The pair began stocking speciality food produce, then baking their own pies and pastries and adding a deli. Within a couple of years, the shop had built up a following in the local area and, when the restaurant next door
became available, they decided to take the plunge, and opened an informal brasserie called Eat 17.

After experimenting with relishes for their burgers, they decided in 2012 to add some bacon to their onion marmalade and Bacon Jam was born. "We started selling it in the shop and sold 100 jars in the first weekend,"
explains O'Connor. "The local paper did an article on it, so we asked a customer of ours to do some branding for it and create a label. From the local press it went to national press and then ended up on The Jonathan Ross Show. We were blown away - it was like, "What the hell? We've just started making that in our kitchen.'"

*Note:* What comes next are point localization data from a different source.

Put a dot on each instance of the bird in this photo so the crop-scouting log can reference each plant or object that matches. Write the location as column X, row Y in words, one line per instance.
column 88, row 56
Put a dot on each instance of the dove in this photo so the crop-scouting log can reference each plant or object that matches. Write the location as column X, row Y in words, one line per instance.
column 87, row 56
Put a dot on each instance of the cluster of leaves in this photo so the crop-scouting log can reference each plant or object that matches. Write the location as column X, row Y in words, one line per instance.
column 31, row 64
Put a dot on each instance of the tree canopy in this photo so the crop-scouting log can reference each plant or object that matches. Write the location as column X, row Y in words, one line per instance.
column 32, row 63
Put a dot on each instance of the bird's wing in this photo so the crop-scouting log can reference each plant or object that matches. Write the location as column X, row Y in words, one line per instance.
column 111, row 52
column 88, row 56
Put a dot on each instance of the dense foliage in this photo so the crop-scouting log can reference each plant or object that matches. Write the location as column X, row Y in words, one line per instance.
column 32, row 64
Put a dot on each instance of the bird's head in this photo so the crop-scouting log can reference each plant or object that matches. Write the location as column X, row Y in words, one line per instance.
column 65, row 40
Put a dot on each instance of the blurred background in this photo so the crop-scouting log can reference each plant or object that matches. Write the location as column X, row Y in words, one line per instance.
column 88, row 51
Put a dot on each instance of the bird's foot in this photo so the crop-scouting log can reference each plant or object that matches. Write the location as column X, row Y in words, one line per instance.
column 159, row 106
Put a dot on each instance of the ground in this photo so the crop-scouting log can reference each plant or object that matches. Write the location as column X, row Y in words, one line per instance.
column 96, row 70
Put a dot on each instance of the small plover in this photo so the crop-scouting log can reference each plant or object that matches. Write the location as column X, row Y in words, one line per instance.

The pair decided to increase production and see if they could stock it in other delis, but were soon approached by a buyer from Tesco who had read about it in the press. "We quickly realised it was a conversation we had
to have," says O'Connor.

Today, Bacon Jam is set up as a separate company with manufacturing outsourced to a third party. The relish is on the shelves of supermarkets the country over and this year the company is set to produce a whopping 150,000 jars as well as move into the catering sector.

How to get into retail

  • Stick to what you're good at, whether that's making bread, sauces, chutneys or drinks.
  • Don't expect to make money. Treat it as a means of building brand awareness and attracting new customers to your restaurant.
  • Carefully consider how much time, resources and floor space you are putting into the retail side. Is it earning its keep? Is it getting your name out there? Social media is the perfect platform to investigate its popularity.
  • Make sure both sides - restaurant and retail - are fully integrated. Are customers aware of what is available for sale? Have you showcased it properly?
  • Have fun. Even if you are only dipping your toe in the water, it is the chance to enter a whole new industry with different challenges from hospitality.